If he’s wobbly right now may be too risky to move. I hope you can get him not to quit his job for now.

He clearly is struggling to manage MH and specifically workaholism, which like any addiction is usually about avoiding pain of some sort.

Unless he is willing to engage and get help, I think you are pretty stuffed long term, and have a tough future. It’s especially worrying if he’s stopping you working and building your own financial stability.

Personally I would make him sort this out, or I would go, but that is down to my own childhood experiences.

RandomMess · 21/01/2021 20:46

It's his same pattern on repeat, this is not down to the house move.

He won't even admit to his own behaviour.

Constanza21 · 21/01/2021 20:58

I haven't RTFT but do remember the first one. I'm so sorry.

The struggling to cope with workload and inability to change does sounds a lot like ADHD - I logged in to suggest it, then saw you had. Which can be accommodated but won't ever go away.

It sounds as if you have healthy boundaries and are an excellent coper. I wish you and your children all the very best of luck.

Feedingthebirds1 · 21/01/2021 21:00

I have also found this lockdown really difficult and having a new start planned was actually the thing keeping me going.

Stay in your current house and make your new start a life without him, a life without him chopping and changing and leaving you on a knife edge. A life where you determine what happens next, not his latest whim.

SoulofanAggron · 21/01/2021 21:04

He work pt and op work FT

@HeelsHandbagPerfumeCoffee So OP has to do even more?
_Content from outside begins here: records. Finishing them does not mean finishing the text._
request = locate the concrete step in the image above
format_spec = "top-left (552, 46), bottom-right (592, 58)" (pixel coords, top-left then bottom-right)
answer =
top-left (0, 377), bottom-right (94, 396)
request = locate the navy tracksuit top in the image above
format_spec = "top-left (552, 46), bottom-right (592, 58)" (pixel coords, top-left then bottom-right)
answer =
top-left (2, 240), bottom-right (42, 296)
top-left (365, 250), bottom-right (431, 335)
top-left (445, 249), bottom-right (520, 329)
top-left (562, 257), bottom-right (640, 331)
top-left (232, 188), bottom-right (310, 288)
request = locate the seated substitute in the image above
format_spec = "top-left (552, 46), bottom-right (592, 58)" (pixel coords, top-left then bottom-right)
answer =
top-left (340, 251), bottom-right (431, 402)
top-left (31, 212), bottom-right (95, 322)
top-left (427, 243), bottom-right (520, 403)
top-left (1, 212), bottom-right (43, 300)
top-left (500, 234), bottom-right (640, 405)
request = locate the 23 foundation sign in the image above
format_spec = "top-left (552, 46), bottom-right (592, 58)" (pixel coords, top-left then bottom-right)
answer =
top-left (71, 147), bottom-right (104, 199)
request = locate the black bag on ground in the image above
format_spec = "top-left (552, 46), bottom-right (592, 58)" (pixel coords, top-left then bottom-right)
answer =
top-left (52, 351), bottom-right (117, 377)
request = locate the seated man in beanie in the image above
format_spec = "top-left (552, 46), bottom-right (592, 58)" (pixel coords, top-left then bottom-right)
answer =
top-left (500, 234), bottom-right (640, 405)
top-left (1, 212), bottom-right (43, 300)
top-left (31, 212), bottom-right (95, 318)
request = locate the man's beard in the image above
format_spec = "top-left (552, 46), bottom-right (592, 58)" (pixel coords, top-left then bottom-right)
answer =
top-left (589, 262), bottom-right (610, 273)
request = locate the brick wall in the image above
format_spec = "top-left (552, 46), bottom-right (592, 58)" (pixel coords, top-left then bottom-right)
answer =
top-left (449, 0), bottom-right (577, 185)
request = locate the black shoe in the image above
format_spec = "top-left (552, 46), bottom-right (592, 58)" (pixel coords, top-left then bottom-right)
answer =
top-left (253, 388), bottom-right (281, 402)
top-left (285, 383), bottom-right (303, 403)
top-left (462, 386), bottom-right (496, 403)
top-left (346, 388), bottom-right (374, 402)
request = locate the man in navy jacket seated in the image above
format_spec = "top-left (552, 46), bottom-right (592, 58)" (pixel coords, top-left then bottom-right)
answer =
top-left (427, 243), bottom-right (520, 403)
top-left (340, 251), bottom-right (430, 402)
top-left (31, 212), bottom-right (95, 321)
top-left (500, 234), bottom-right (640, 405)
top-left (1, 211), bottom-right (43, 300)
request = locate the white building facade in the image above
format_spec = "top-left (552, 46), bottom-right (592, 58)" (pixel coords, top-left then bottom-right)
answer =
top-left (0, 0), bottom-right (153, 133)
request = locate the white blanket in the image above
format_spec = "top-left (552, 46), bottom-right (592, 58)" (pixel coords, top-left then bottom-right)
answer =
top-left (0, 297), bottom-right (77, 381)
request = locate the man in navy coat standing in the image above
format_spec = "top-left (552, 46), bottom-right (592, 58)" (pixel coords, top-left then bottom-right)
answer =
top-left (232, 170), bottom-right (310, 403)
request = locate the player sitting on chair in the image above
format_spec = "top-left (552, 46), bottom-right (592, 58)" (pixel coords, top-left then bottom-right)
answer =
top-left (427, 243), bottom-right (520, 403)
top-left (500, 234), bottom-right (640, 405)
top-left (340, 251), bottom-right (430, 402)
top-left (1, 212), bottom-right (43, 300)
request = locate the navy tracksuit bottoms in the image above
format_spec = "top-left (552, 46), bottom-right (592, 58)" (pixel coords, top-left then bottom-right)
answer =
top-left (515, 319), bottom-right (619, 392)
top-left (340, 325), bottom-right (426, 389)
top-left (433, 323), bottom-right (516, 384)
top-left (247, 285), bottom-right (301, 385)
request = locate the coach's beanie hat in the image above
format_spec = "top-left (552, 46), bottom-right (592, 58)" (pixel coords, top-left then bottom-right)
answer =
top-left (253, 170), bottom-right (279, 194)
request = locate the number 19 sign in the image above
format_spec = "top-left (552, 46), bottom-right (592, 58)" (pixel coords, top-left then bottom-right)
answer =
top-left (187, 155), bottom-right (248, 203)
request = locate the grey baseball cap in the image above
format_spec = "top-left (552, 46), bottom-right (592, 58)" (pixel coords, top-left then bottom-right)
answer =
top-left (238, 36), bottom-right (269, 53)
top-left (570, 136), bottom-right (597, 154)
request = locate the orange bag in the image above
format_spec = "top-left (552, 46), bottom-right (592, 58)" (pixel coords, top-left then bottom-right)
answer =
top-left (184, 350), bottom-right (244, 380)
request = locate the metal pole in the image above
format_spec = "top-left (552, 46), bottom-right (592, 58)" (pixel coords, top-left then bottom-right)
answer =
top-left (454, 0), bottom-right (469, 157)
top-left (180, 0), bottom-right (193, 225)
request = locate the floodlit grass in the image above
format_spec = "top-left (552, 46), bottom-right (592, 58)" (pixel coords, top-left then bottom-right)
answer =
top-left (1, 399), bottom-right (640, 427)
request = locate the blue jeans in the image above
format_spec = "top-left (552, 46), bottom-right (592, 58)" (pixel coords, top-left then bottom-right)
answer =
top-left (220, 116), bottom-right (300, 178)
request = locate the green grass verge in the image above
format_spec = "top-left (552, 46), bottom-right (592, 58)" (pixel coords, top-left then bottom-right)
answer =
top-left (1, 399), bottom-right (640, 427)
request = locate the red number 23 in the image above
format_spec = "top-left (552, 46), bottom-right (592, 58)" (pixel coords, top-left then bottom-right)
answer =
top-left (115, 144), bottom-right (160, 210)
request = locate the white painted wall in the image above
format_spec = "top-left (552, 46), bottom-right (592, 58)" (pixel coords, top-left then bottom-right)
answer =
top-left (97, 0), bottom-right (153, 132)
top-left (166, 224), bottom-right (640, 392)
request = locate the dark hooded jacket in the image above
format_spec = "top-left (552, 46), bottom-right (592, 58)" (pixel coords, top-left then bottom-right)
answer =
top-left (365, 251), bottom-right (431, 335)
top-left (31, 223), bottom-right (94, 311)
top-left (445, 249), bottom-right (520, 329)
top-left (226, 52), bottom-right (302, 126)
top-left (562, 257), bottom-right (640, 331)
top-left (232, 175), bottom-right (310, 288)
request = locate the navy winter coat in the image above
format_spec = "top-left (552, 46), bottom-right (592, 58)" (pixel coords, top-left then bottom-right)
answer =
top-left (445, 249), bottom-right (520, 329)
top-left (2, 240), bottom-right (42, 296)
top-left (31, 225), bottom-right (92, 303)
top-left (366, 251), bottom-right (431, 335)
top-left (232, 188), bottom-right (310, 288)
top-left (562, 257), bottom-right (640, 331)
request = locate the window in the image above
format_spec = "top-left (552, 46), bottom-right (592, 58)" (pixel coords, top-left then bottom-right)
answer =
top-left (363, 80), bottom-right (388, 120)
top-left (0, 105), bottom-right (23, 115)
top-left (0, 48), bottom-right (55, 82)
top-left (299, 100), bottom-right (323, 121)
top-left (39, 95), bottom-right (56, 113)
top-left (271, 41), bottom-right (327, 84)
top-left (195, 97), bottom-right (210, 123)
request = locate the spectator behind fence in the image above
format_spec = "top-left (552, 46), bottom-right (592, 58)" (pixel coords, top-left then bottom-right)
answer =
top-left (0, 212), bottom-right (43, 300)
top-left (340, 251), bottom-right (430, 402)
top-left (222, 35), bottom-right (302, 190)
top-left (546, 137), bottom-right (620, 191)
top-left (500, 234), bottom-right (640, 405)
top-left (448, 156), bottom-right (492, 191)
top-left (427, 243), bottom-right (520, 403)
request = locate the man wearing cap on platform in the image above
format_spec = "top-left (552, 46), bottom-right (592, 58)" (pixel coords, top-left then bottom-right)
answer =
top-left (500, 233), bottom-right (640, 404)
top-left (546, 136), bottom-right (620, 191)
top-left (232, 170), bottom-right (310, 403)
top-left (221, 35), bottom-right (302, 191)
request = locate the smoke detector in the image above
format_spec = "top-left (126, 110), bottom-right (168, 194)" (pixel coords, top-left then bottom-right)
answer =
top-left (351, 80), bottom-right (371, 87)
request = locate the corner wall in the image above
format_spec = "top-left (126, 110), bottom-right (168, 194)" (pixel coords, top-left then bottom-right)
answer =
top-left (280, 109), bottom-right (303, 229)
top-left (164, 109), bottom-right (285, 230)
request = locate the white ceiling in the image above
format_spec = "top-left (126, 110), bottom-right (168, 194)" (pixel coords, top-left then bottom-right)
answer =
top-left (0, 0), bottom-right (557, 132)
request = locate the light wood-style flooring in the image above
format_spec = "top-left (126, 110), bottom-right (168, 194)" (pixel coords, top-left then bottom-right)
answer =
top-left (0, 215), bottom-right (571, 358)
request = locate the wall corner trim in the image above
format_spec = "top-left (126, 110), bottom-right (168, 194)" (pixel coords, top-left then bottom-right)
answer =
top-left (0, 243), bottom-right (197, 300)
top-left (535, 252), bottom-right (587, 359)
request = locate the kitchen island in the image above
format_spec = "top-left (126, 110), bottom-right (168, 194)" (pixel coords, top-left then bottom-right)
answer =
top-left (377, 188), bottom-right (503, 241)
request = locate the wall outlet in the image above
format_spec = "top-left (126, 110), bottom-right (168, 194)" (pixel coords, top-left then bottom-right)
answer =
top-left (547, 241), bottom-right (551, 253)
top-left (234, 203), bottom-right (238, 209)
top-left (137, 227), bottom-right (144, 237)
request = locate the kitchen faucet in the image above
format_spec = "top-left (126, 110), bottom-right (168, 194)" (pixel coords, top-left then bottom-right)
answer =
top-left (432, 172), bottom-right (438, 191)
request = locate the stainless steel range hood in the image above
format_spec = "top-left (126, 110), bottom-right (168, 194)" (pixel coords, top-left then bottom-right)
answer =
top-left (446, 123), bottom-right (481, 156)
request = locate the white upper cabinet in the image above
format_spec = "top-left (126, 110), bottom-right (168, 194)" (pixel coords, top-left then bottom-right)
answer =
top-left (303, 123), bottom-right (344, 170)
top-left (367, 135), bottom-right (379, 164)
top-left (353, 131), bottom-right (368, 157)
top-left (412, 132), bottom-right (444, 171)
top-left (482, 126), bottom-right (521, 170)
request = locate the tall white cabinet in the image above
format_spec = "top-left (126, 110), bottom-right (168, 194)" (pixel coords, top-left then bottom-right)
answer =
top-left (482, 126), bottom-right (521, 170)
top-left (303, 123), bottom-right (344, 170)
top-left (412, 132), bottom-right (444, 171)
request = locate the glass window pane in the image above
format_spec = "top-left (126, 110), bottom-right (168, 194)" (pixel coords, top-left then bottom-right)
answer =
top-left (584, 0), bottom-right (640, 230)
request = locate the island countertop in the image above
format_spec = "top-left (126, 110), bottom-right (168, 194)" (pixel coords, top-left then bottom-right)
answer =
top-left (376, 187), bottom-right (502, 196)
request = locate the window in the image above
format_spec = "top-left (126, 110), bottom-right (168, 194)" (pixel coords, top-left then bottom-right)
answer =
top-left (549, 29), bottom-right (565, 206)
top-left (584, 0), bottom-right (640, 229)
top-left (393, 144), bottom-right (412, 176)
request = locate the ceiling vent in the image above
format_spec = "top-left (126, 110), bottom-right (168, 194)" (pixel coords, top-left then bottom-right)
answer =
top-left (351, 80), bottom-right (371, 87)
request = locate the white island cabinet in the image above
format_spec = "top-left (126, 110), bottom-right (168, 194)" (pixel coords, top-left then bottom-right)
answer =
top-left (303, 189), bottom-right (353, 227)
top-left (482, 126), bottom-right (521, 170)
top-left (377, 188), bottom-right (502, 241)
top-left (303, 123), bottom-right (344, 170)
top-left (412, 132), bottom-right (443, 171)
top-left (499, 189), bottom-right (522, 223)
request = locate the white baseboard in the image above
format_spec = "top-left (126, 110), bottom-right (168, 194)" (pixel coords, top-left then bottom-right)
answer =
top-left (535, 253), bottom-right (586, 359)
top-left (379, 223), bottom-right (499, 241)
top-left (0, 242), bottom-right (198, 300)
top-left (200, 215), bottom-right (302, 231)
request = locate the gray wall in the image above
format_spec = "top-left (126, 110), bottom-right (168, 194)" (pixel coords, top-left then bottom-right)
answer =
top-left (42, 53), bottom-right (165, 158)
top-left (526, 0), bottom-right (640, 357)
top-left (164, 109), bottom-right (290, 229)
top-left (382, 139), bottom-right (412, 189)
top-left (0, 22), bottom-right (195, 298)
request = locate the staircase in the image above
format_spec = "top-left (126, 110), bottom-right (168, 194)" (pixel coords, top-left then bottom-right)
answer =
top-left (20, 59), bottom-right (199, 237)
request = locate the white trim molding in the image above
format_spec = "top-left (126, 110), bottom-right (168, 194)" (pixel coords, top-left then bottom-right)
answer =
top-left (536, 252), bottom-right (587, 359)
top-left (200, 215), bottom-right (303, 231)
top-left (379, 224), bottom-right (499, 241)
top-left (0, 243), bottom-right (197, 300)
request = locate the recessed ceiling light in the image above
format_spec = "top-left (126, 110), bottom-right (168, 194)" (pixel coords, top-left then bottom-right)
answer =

My mum ended up doing all this for my dad- the emotional labour and then the financial burden when he quit his job, too.

Acute Distress Syndrome

@AnneKipanki Eh?

@Ungratefulwiife It sounds like you're seeing things for what they are and realize that you don't have to live this way at all. I think you deserve better from life than this. xxx

MusicWithRocksIn1t · 21/01/2021 21:04

I don't know how you ever forgive that behaviour once you get to breaking point which it sounds like you've reached.

It seems like power play, he is keeping you on your toes enough to feel like he's still in control to make him feel better about whatever it is that he isn't happy about.

I honestly hope you find a fix that works for you and your children. Whether that is with him or not. Flowers

QueenoftheAir · 21/01/2021 21:05

I’m simply trying to add a bit of balance and empathy about an adult in MH crisis

Rubbish! What about the OP who is holding it together like a superwoman? What about her MH?

Who are all the women on this thread excusing the way this man-child is behaving?

Good god, no wonder we had a global financial crisis if bankers are like this ...

SoulofanAggron · 21/01/2021 21:10

It sounds as if you have healthy boundaries

@Constanza21 This isn't a criticism of OP, as a lot of us are like it as women, I've only just started to learn not to be like it. But even if OP does have boundaries (is there evidence of that?) There's no evidence that she does anything to assert them. He's been like this for years.

@Ungratefulwiife Have you ever stood up to him and said how he's acting is not ok? What does he say? Or did you say he says you just don't understaaaaaand how hard what he chooses to have in his life is?